Le jugement sera encore confirmé sur la somme allouée au titre du déficit fonctionnel permanent : celui-ci a été justement limité par l’expert à 5 %, compte tenu des faibles conséquences psychiques et physiques définitives, d’autant que M. Y s’est refusé à la prise en charge psychiatrique qui lui avait été proposée (page 23 du rapport B).

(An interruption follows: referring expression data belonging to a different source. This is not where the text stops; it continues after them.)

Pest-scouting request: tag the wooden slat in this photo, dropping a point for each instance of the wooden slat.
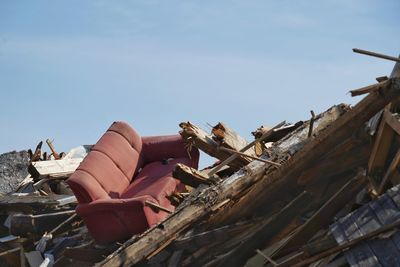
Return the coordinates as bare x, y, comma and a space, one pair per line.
266, 190
53, 168
324, 215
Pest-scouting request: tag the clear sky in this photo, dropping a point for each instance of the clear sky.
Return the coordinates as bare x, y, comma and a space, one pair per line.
70, 68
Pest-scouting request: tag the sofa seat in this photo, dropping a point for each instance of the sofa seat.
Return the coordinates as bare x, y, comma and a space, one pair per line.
120, 174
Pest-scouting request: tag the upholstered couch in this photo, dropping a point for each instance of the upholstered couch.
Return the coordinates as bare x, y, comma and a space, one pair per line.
121, 173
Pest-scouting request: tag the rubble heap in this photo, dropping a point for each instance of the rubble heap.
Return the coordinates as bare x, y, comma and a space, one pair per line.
318, 192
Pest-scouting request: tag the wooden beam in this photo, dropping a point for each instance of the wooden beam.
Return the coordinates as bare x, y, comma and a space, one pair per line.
25, 224
157, 207
193, 135
374, 54
265, 190
261, 138
190, 176
53, 168
323, 216
342, 247
392, 168
380, 150
53, 150
370, 88
250, 157
276, 223
228, 138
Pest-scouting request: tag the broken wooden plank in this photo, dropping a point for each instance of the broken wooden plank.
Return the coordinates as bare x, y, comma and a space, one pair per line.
370, 88
213, 236
265, 190
190, 176
53, 150
53, 168
25, 202
259, 139
343, 246
157, 207
276, 223
270, 188
199, 205
390, 171
380, 150
251, 157
323, 216
193, 135
228, 138
26, 224
374, 54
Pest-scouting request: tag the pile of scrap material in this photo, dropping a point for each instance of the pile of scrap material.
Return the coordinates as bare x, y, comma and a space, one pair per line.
320, 192
38, 219
279, 200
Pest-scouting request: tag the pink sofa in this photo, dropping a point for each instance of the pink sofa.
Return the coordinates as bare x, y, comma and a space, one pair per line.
122, 171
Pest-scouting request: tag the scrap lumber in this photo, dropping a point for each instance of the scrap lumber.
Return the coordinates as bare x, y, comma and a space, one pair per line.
390, 171
200, 139
201, 204
228, 138
343, 246
276, 223
190, 176
17, 202
53, 149
323, 216
265, 190
261, 136
213, 236
370, 88
374, 54
53, 168
270, 188
25, 224
251, 157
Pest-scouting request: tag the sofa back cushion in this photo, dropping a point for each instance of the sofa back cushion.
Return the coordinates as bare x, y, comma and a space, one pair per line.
109, 167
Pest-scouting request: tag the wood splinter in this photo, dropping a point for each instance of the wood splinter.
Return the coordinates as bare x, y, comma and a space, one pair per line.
156, 206
311, 123
52, 148
251, 157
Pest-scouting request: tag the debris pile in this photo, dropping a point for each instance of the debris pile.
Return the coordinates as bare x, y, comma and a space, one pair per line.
13, 169
320, 192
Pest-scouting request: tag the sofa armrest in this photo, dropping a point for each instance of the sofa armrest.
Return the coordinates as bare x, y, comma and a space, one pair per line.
159, 148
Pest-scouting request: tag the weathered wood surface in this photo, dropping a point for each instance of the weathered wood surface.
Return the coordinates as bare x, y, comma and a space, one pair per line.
241, 253
279, 180
369, 218
194, 135
369, 88
28, 202
265, 190
53, 168
323, 216
202, 204
228, 138
190, 176
25, 224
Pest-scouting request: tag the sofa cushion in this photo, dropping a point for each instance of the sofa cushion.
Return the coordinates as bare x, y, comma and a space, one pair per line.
108, 169
156, 180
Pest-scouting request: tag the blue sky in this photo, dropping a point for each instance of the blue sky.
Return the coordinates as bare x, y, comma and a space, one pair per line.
70, 68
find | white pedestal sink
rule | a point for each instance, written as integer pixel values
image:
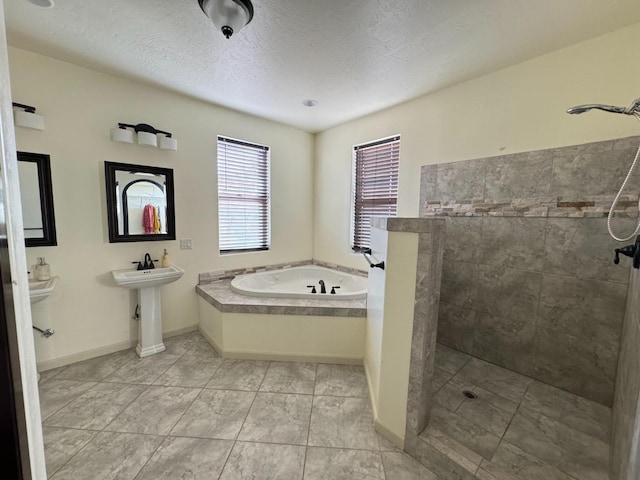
(148, 283)
(41, 289)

Le tribunal a pour le surplus justement évalué les autres chefs de préjudice pour lesquels il a reconnu
droit à réparation, et la cour s’approprie expressément les motivations du jugement sur ces différents
points, qu’il s’agisse de l’existence même de ces préjudices, de leur ampleur et du montant de
l’indemnisation.
Le jugement n’est d’ailleurs pas critiqué, en ce qu’il a accordé à la CPAM du Puy-de-Dôme la somme
qu’elle demandait au titre de ses débours, et une somme pour les frais forfaitaires de gestion.
Il convient par suite de confirmer en toutes ses dispositions le jugement critiqué, et d’allouer en outre
aux intimés les sommes de 1 000 euros à chacun, au titre des frais d’instance non compris dans les
dépens.
PAR CES MOTIFS, et par ceux non contraires du premier juge :
La cour, statuant après en avoir délibéré, publiquement, par arrêt contradictoire et en dernier ressort ;
Confirme le jugement déféré en toutes ses dispositions ;
Y ajoutant, condamne in solidum M. D X, l’Association SANCY ARTENSE FOOT club de M. X, et la société ALLIANZ IARD à payer à M. Y et à la CPAM du Puy-de-Dôme une somme de 1 000 euros chacun, par application de l’article 700 du code de procédure civile ;
Rejette les autres demandes ;
Condamne in solidum M. D X, l’Association SANCY ARTENSE FOOT et la société ALLIANZ IARD aux dépens qui seront recouvrés conformément aux règles de l’aide juridictionnelle et accorde à Me LHERITIER, avocat, le bénéfice des dispositions de l’article 699 du code de procédure civile.